Tancredi Collezione Peggy Guggenheim / Venezia

8 Marzo 2017

Undici sale come fossero undici stazioni laiche. Undici capitoli di un percorso irrequieto e inarrestabile. Poco più di novanta, selezionate opere per passare in rassegna quell’avventura di estrema mobilità mentale e di bruciante varietà di segni e di forme che caratterizzano l’opera di Tancredi. Un continuo divenire che scarta l’idea, il modello, per privilegiare il fenomeno, senza però che questo venga “descritto”, quanto invece sempre creato. Non disegni, ma segni, non metafore, ma costruzioni di mondo: immagini che sembrano ogni volta rimeditare il ritmo fluente e inafferrabile dell’infinito.

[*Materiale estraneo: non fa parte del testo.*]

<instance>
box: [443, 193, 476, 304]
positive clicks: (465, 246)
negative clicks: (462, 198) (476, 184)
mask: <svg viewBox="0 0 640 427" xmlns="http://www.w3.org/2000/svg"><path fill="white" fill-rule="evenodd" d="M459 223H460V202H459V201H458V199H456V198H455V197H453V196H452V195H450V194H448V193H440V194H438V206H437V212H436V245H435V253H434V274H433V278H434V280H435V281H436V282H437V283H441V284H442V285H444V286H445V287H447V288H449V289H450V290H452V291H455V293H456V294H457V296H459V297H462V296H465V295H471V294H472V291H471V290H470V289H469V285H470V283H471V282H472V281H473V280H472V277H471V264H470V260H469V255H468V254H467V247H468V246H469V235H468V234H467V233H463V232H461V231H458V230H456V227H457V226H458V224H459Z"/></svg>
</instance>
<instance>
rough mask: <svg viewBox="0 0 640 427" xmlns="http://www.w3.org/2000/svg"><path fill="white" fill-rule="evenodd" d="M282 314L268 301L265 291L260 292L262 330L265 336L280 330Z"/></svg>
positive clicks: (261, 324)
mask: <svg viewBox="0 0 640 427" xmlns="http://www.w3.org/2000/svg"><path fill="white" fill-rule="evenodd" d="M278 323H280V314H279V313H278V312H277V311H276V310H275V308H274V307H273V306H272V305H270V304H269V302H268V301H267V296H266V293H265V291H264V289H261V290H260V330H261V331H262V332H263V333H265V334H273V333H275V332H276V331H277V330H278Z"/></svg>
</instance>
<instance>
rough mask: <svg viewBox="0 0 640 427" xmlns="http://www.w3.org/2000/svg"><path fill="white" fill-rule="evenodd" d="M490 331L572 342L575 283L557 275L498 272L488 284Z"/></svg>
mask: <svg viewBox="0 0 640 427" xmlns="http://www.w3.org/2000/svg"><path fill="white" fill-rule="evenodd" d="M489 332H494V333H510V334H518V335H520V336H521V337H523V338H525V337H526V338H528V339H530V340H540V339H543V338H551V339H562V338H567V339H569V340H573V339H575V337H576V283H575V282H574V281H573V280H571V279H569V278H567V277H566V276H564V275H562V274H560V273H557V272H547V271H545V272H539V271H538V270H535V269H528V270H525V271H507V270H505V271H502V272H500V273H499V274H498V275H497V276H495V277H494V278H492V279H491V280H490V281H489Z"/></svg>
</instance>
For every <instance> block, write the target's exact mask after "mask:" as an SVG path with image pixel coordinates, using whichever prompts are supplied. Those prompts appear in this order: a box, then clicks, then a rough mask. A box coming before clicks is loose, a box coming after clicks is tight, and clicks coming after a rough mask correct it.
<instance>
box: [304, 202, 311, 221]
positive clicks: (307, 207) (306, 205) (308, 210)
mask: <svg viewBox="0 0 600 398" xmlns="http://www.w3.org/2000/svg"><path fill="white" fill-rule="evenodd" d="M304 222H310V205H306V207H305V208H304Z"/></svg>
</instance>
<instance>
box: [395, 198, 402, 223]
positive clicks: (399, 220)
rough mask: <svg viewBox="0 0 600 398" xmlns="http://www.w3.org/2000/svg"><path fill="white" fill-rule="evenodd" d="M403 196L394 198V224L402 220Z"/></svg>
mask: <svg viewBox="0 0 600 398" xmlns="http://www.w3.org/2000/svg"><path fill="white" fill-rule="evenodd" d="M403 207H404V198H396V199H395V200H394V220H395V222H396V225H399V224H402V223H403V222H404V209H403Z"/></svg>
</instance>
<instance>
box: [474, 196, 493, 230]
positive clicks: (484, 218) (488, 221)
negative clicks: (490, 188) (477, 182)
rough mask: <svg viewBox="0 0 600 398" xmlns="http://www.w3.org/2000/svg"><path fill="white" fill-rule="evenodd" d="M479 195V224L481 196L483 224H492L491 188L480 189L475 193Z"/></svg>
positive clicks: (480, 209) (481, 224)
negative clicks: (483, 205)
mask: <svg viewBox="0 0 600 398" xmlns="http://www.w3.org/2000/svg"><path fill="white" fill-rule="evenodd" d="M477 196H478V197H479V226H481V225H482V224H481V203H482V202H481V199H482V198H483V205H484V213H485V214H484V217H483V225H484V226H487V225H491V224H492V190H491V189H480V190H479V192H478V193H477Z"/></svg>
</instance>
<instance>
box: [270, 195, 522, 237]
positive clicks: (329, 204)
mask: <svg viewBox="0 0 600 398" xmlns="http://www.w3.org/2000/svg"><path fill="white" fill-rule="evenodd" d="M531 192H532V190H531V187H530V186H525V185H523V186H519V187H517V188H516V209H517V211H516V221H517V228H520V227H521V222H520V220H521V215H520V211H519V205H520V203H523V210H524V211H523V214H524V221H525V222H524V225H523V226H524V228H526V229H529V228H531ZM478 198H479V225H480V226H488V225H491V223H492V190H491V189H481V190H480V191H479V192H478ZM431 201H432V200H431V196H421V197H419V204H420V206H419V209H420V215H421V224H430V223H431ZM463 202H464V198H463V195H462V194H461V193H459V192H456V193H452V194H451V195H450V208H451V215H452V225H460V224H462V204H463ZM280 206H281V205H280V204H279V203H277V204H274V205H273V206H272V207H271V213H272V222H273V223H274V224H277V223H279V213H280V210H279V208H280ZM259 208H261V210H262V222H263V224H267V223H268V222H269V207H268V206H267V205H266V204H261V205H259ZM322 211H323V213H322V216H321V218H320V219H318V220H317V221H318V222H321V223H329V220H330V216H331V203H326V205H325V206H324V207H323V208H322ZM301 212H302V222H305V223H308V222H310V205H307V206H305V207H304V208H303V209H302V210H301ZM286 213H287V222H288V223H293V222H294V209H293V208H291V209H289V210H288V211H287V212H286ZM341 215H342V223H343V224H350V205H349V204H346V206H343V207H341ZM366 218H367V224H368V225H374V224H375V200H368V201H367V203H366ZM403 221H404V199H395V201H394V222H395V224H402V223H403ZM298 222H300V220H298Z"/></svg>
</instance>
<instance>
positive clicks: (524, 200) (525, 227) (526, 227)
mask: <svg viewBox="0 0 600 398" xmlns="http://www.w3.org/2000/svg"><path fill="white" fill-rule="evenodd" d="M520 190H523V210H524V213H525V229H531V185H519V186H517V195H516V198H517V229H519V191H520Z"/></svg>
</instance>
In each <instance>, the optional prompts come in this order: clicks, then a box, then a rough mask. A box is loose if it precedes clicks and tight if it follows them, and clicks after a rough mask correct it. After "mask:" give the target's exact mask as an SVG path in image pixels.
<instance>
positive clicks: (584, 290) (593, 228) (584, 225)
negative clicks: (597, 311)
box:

Persino le prime matite su carta sono cariche di suggestioni simboliste: guardano al soggetto, ma in maniera corsiva, stilizzata, astratta. È già la magica percezione dello spazio non misurabile, non visibile direttamente, ma solo immaginabile, a interessare Tancredi. “Dal punto io parto”, scrive, perchè è l’elemento geometrico più lontano da qualsiasi immagine di forma e “ha per legge il vuoto da tutte le parti”. Ne viene un susseguirsi di gremite tessiture di colore, di impulsi calligrafici fatti di segni, punteggiature, virgole: una evocazione di galassie lontane, senza contorni definiti, senza dimensioni certe.
La sua è sempre una Natura vergine o una Primavera (come suonano i titoli di opere del 1952-53), perchè ritiene che “la pittura sia appena nata…” e che muti con il mutare delle stagioni, degli umori, dei luoghi. Così, in A proposito di Venezia (del 1958) il colore sembra farsi pelle trasparente, diafana, incorporea, quasi per consentire alla luce di affiorare da dietro la superficie. Mentre in A proposito dell’atmosfera norvegese (del 1959), i toni si fanno più freddi, i piani più scanditi, le materie più dense. Tancredi vuole avere il mondo dentro, dice che “un uomo è grande quanto più universo ha in sè”. Ma a partire dagli anni ‘60 questo universo si fa dolente, si riempie di fantasmi, di grafie febbrili e stralunate. I quadri appaiono sempre solari, disseminati di un colore sontuoso e brillante, ma con sopra collages, carte da parati, fiori di stoffa. È come se Tancredi volesse replicare con ironia Fiori dipinti da me e da altri 101% (1962) al debordante New Dada di Rauschenberg. La sua, è la risposta di un artista italiano, innamorato della pittura, della natura: di un mondo impossibile a fronte di un mondo divenuto tutto “oggettuale”.